During this lab, we will experiment with using a few different libararies and modules to connect to and interact with an SQLite database. After creating and configuring our testing database, we will populate it with Fake data and run some queries to see what kind of information we can retreive. For context, we will be creating RSSN, the "Really Simple Social Network".

## Creating a SQLite Database

We will be utilizing the `sqlite3` library to create our database file, as it offers the convienience of creating our database file automatically in the event that it cannot find an existing file at the path specified.

**Before you run the below code:**
On the left of the notebook, select the file folder icon. Then, after you run the code block, you should be able to observe the creation of the database file. If it doesn't appear, try clicking the "Refresh" button above the list of folders.

In [3]:
import sqlite3

#When we retreive a Connection object, a new database will be created for us if it doesn't already exist. 
myConnection = sqlite3.connect('social_network.db')
print(sqlite3.version)

2.6.0


## Creating a Table


We'll use the below code to create a table called `people` within our database. 

In [28]:
import sqlite3

#Retreive the Connection object
myConnection = sqlite3.connect('social_network.db')

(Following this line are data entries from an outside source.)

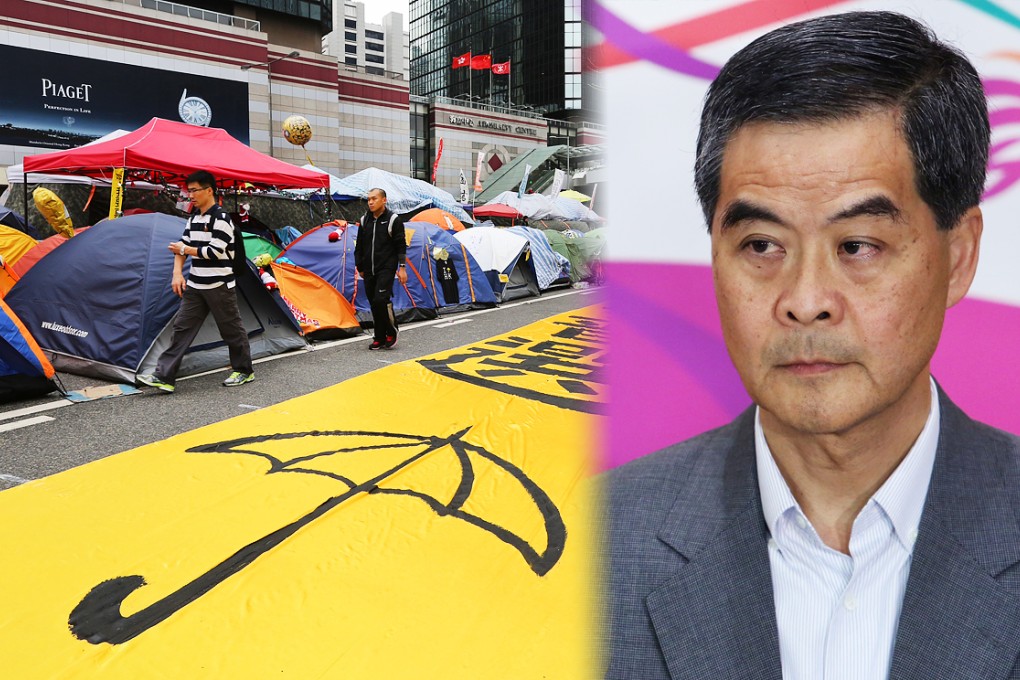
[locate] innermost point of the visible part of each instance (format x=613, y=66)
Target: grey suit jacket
x=687, y=582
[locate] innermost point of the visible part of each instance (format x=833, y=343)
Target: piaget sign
x=495, y=125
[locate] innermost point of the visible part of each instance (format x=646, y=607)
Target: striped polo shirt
x=213, y=265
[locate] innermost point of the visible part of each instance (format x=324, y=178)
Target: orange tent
x=440, y=218
x=14, y=244
x=41, y=249
x=7, y=277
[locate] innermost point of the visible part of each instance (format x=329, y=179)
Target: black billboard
x=57, y=101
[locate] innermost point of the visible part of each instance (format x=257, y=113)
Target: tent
x=460, y=282
x=43, y=248
x=334, y=262
x=12, y=219
x=101, y=305
x=441, y=218
x=24, y=371
x=551, y=268
x=580, y=251
x=537, y=206
x=14, y=244
x=256, y=245
x=506, y=259
x=166, y=152
x=319, y=309
x=7, y=277
x=403, y=194
x=497, y=210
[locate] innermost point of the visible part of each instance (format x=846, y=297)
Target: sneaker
x=155, y=381
x=237, y=378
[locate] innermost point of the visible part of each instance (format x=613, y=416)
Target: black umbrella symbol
x=98, y=619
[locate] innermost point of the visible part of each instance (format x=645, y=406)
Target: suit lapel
x=716, y=618
x=957, y=619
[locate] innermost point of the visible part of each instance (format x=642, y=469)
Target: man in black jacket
x=379, y=253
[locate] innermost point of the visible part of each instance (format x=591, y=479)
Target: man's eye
x=857, y=248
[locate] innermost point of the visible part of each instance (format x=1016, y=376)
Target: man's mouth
x=811, y=366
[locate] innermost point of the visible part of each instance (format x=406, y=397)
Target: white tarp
x=494, y=249
x=403, y=194
x=537, y=206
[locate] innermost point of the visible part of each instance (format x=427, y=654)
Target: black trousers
x=378, y=289
x=196, y=304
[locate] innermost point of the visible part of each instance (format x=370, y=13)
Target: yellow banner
x=422, y=521
x=117, y=193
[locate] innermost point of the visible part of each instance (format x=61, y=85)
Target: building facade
x=205, y=67
x=541, y=40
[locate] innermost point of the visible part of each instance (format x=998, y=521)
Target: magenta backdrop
x=670, y=377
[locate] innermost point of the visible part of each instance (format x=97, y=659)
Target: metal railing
x=195, y=12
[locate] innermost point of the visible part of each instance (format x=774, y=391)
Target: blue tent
x=24, y=371
x=101, y=304
x=506, y=259
x=423, y=297
x=334, y=261
x=551, y=268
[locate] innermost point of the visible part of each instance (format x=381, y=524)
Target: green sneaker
x=237, y=378
x=155, y=381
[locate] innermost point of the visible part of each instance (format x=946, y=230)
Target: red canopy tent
x=164, y=152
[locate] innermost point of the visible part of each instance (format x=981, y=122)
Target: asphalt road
x=40, y=437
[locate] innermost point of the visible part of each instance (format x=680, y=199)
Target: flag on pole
x=477, y=171
x=436, y=165
x=523, y=181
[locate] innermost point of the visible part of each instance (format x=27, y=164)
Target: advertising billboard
x=58, y=101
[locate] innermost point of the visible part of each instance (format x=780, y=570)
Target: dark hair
x=203, y=177
x=846, y=65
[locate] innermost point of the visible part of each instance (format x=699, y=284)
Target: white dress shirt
x=837, y=614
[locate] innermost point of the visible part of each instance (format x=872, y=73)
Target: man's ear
x=965, y=243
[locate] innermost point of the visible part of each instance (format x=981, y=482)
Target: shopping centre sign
x=496, y=125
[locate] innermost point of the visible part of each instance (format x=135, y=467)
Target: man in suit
x=853, y=523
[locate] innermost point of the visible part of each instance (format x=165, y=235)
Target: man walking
x=854, y=523
x=379, y=253
x=210, y=240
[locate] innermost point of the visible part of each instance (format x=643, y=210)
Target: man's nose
x=811, y=293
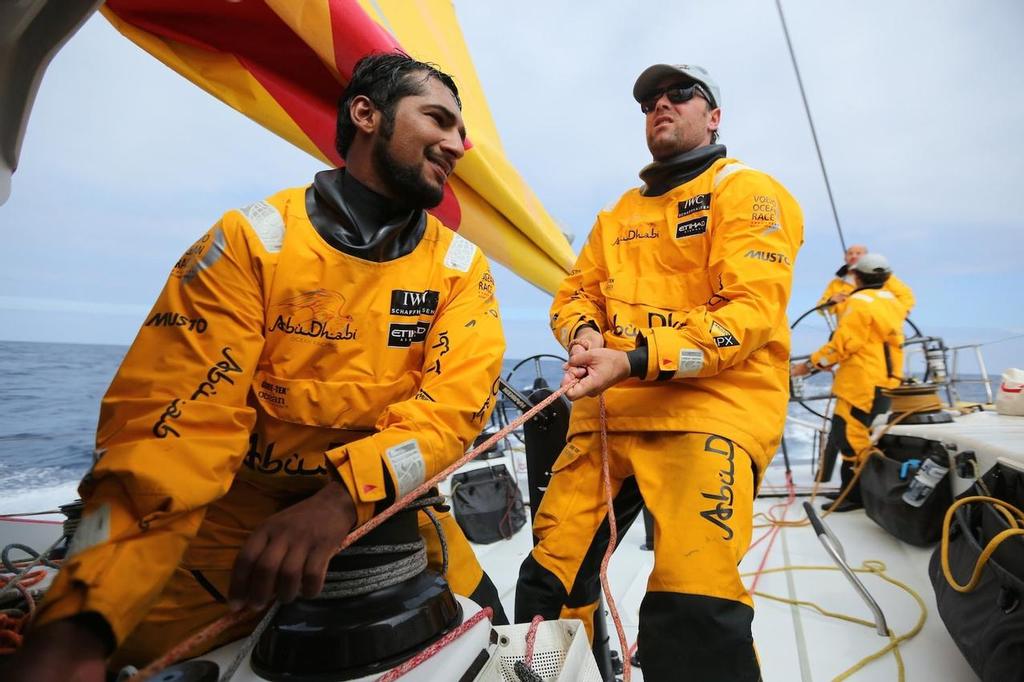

#Once we have a Connection object, we can generate a Cursor object, and use that to run our SQL Queries
myCursor = myConnection.cursor()

#Let's define the SQL Query we will use to create our first table:
createPeopleTable = """ CREATE TABLE IF NOT EXISTS people (
                          name text NOT NULL,
                          email text NOT NULL,
                          address text NOT NULL,
                          city text NOT NULL,
                          province text NOT NULL,
                          country text NOT NULL,
                          phone text,
                          bio text,
                          dob date NOT NULL,
                          heatmap integer,
                          created_at datetime NOT NULL,
                          updated_at datetime NOT NULL,
                          ipv4 text
                        );"""

#Now that we have the string to create our table,
#Cursor objects have an execute() method which will accept an SQL string and perform the operations described.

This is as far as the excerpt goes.